For godly pride to linger, I should not kneel

And clasp your feet. But there’s no tenant here

Save love, and he has made me your idolater.

I am alone, belovèd, but for you.

Cast out the sea-look from your eyes and look

On me, my utter self — no luring left,

No unused wile to whet your appetite.

You know me all, and all of me is yours.

I should have kept some harlot reticence

To bate the surfeiting beast in you. Alas!

Shrink not. Men’s modesty is but in speech.

These are still gray eyes and pomegranate lips

As once you called them, whispering through my hair

In the dawn-stillness when the dawn-bird sang,

And blissfully your drowsy kisses clung.

What is the loss that loses me your favor,

Your misty voice, your eyes spilled full of color,

Your hands whose very stillness in a curve

Betrayed their greediness to reach for mine?

Ah, do you dream, lover no longer young,

That those frail ecstasies can be lived over

If only on some new young breast you slumber

And fresher lips yearn to you in the dark?

There is no second spring: your first is past

And it was passed with me and you are mine!

Or can a woman never claim as hers

The heart of any man before it breaks?

Oh, is the love of man a sunset waning,

A music slipping by, a one day’s flower,

Its very fleetingness the magic flaw

That lures the fixed idolatrous love of woman?

Say not it is the sea that summons you,

Or such affairs as chafing heroes plan:

Hearted as that fierce pleading wanderer

That once was you, nothing could draw you from me!

Belovèd, leave me not! There is such terror

In the loneliness of souls that once were large!

Though yours be never lonely, without you

Mine were a gray rock in a wintry sun.

No use, no use!
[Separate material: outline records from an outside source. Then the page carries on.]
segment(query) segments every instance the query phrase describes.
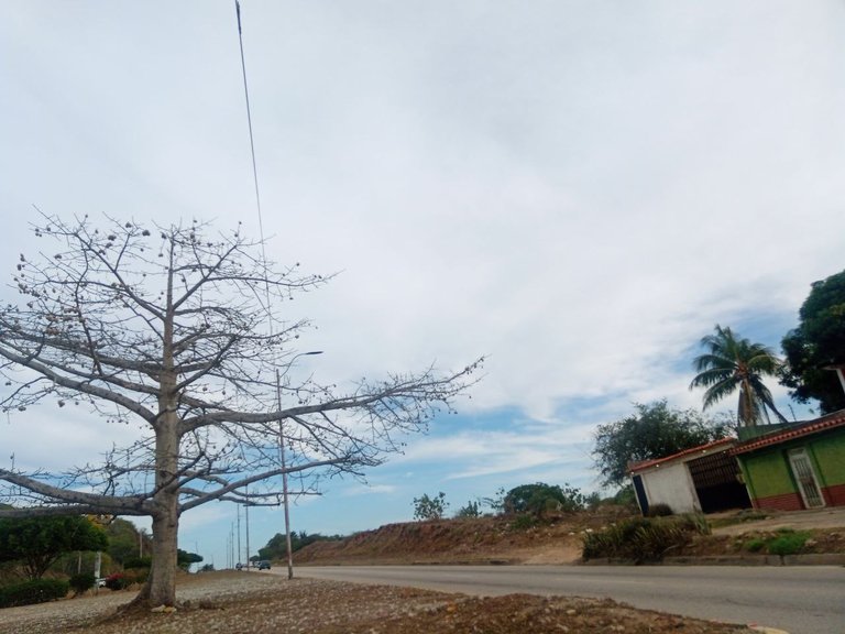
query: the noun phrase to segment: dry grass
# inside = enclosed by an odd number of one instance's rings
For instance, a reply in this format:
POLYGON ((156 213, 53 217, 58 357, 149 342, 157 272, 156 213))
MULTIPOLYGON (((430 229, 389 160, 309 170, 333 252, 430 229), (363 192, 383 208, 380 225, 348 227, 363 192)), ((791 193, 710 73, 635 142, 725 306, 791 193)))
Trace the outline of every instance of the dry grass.
POLYGON ((610 600, 470 598, 281 576, 215 572, 179 584, 175 613, 120 614, 133 592, 0 611, 0 633, 90 634, 737 634, 743 627, 635 610, 610 600))

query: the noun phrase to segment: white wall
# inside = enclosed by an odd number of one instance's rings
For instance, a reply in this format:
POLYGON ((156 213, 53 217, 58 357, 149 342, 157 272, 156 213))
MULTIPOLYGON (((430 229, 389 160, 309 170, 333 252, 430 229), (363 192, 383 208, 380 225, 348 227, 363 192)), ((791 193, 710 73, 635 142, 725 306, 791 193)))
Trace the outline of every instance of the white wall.
POLYGON ((669 504, 672 513, 701 511, 692 477, 684 462, 661 464, 640 476, 649 506, 669 504))

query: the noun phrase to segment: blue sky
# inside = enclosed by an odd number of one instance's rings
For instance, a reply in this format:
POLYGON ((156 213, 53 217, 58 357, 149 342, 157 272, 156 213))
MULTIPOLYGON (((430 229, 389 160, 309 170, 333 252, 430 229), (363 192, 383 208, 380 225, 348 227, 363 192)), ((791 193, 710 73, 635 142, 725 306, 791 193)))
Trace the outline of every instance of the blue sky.
MULTIPOLYGON (((303 350, 325 351, 298 370, 343 384, 490 354, 458 416, 369 488, 327 482, 296 529, 409 520, 438 491, 457 510, 537 480, 591 490, 596 425, 698 406, 714 324, 777 349, 843 270, 841 2, 242 7, 270 254, 340 273, 296 303, 319 327, 303 350)), ((233 2, 0 12, 0 269, 32 244, 32 205, 257 236, 233 2)), ((0 424, 0 460, 59 468, 130 434, 42 407, 0 424)), ((184 546, 224 564, 234 518, 188 513, 184 546)), ((251 528, 263 545, 281 511, 251 528)))

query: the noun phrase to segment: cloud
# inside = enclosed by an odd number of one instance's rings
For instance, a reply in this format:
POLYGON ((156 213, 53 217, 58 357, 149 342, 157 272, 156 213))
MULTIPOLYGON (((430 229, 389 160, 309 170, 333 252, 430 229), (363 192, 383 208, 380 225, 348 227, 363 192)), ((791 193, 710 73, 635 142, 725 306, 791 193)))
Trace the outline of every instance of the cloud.
MULTIPOLYGON (((259 233, 231 7, 164 8, 7 12, 0 269, 40 248, 32 203, 259 233)), ((689 363, 714 324, 777 349, 842 270, 841 3, 243 17, 267 252, 341 272, 287 306, 325 350, 297 371, 349 385, 490 354, 465 417, 391 462, 415 478, 580 478, 590 429, 633 402, 700 406, 689 363)), ((58 412, 0 425, 33 467, 129 437, 58 412)))

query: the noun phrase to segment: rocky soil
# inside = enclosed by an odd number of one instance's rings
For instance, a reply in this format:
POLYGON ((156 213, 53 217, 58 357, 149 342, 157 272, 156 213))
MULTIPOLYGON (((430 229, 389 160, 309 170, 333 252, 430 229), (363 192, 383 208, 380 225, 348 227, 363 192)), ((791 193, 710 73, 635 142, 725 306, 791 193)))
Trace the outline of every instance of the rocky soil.
POLYGON ((116 614, 133 592, 101 592, 0 611, 2 634, 750 634, 750 630, 635 610, 610 600, 288 581, 260 572, 183 579, 173 613, 116 614))

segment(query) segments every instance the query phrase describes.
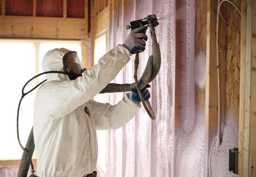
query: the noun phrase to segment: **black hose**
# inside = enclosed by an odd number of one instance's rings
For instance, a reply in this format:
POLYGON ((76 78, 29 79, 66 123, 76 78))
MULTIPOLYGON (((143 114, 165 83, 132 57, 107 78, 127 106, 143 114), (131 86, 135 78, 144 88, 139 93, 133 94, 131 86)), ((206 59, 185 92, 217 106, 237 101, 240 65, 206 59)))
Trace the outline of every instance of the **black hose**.
POLYGON ((20 102, 19 103, 19 106, 18 106, 18 112, 17 112, 17 138, 18 138, 18 142, 19 142, 19 144, 20 144, 20 147, 21 148, 21 149, 23 150, 23 151, 24 151, 24 152, 26 154, 26 155, 27 156, 27 158, 28 158, 29 161, 30 161, 30 164, 31 164, 31 173, 32 174, 32 175, 34 174, 34 172, 35 172, 34 170, 34 166, 33 165, 33 162, 32 161, 32 160, 31 160, 31 157, 30 157, 30 156, 28 155, 28 152, 27 152, 27 151, 26 150, 26 149, 23 147, 23 146, 21 145, 21 143, 20 143, 20 137, 19 135, 19 112, 20 112, 20 104, 21 104, 21 101, 23 99, 23 98, 24 98, 24 97, 27 95, 28 93, 30 93, 31 92, 32 92, 32 91, 33 91, 34 89, 36 89, 36 88, 37 88, 39 86, 40 86, 42 84, 43 84, 43 82, 44 82, 45 81, 46 81, 47 80, 47 79, 45 79, 44 80, 44 81, 43 81, 42 82, 40 82, 39 84, 38 84, 37 86, 36 86, 34 87, 33 87, 32 89, 31 89, 30 91, 29 91, 28 92, 27 92, 27 93, 24 93, 24 89, 26 87, 26 86, 27 86, 27 85, 31 81, 32 81, 32 80, 33 80, 34 79, 37 78, 38 76, 41 75, 43 75, 43 74, 49 74, 49 73, 61 73, 61 74, 66 74, 66 75, 68 75, 68 74, 67 73, 64 73, 64 72, 59 72, 59 71, 49 71, 49 72, 43 72, 43 73, 40 73, 39 74, 37 74, 37 75, 33 76, 33 78, 32 78, 31 79, 30 79, 25 85, 24 86, 23 86, 23 88, 22 88, 22 96, 21 96, 21 98, 20 98, 20 102))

The touch of you tells me that.

This body that I gave you when the gift

Was begged as sole alternative to death

Has served and staled.… The sea calls and you go.

Then go.… No, I should hate a sea-cold kiss;

Remembered ones will do.… And I’ll endure

Loneliness with more profit and more pride

Than you an aging man’s concupiscence.

SPRING NIGHT IN THE MOUNTAINS

The lakes of the sky are clearer than day

    And all but the great stars are drowned,

The glorying winds and the phosphorous clouds

    Fling the dark in swift coils on the ground,

And the burning bleared moon in a halo of bronze

    Is dashed through the zenith like sound.